Beyond their positive environmental impact and market potential aside, insects also have good nutritional value, similar to that of livestock. “Nutritionally, insects are quite excellent,” argues Dennis Oonincx, an entomologist at Wageningen University. “For instance, several aquatic insect species are rich in long chained omega-3 fatty acids, which they obtain from their diet, while iron content of several species is similar to beef.”
And even entomophagy’s greatest champions acknowledge that the field requires more study in order to determine the full range of health and nutritional benefits and how to produce insects at a mass scale for human consumption. “We need to understand how to efficiently produce the insects, the benefits from alternative species, processing and supply-chain issues, and of course issues around consumer attitudes and behaviors,” says Alexander at the University of Edinburgh. “This requires a multidisciplinary effort, including not only entomologists but also psychologists, nutritionists, environmental scientists, and economists.”
It’s the consumer attitude part of the equation that may be toughest to crack. The greatest obstacle to insects becoming a significant part of our diets is arguably the “yuck” factor. “It is not a social norm to eat insects in the West. The thought of eating insects for many causes disgust, hence their use on reality TV shows,” says Alexander. “Such perceptions are hard to change, and any change is likely to be a slow process.”

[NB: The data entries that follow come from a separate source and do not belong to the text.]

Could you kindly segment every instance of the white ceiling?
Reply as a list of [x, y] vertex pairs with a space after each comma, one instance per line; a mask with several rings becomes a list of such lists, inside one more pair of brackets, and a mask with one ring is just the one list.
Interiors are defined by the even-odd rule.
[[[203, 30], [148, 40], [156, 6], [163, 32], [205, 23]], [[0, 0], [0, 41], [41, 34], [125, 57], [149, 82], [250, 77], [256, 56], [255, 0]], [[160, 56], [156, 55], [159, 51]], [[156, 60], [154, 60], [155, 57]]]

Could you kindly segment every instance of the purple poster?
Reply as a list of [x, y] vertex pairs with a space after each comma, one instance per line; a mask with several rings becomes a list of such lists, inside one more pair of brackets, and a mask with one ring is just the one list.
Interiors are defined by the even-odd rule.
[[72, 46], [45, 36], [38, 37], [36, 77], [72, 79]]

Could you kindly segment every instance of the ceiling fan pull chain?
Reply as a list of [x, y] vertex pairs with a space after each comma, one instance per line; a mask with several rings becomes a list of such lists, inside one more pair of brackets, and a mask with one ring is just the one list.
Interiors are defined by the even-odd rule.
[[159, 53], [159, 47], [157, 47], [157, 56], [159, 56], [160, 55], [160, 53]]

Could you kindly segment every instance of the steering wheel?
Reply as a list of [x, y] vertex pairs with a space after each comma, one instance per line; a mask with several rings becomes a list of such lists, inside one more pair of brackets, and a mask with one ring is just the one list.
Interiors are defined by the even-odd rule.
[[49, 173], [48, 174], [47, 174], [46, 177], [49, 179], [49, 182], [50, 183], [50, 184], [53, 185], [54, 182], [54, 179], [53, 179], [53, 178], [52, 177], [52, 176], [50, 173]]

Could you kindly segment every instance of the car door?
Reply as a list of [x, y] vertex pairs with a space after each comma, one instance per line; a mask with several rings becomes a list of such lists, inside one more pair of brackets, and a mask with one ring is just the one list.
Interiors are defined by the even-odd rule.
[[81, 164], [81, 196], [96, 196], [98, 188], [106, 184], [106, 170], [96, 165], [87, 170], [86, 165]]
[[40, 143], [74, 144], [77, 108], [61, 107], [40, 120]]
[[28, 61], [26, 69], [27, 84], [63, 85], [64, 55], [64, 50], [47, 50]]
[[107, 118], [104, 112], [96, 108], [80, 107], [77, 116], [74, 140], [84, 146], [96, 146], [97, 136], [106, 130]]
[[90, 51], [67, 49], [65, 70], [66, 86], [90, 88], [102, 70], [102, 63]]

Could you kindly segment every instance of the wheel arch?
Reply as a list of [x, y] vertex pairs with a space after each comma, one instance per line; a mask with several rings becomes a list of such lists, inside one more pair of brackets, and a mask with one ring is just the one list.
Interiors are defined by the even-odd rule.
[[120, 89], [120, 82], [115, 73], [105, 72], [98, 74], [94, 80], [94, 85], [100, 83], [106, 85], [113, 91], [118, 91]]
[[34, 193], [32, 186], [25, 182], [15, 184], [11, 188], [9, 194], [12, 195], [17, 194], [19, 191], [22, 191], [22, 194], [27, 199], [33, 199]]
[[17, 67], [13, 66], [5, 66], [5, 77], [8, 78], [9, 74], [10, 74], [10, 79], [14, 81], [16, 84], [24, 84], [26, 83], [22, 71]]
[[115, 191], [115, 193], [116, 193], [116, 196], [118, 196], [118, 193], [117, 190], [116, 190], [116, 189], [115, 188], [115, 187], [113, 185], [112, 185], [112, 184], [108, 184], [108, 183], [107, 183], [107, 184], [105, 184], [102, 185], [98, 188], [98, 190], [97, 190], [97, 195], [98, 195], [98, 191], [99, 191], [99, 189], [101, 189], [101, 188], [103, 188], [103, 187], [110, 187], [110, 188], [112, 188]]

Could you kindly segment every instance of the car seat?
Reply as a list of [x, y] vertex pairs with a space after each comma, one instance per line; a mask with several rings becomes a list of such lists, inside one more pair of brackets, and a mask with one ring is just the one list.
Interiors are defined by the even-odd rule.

But once people get over their resistance to the idea of eating bugs, they often discover that insects are not only nutritional, but tasty too, Alexander maintains.
For example, a 2014 Belgian study surveyed 189 people after they had tasted crickets and mealworms. Among 26 to 45-year-olds, 92 percent said they would eat insects again, while two-thirds declared they’d consider cooking bugs at home. This is admittedly a small case in point, but encouraging nonetheless to entomologists.
In some respects, eating insects still looks like a long shot. But things are bound to change, according to Marcel Dicke, a Dutch professor who in 2010 gave a widely-viewed TED talk titled “Why not eat insects?” and co-author of “The Insect Cookbook.”
“Many people now tell me they will never ever eat insects. And that’s fine. Everyone has his own opinion,” he says. “But the way things are developing at the moment makes me feel they are going the right way, and maybe, in 20 years’ time, when we meet again, we’ll discuss this over a bowl of mealworms.” Yum.
Marcello Rossi is a freelance journalist based in Milan. His work has been published by Al Jazeera, Smithsonian, Quartz, and World Politics Review, among other outlets.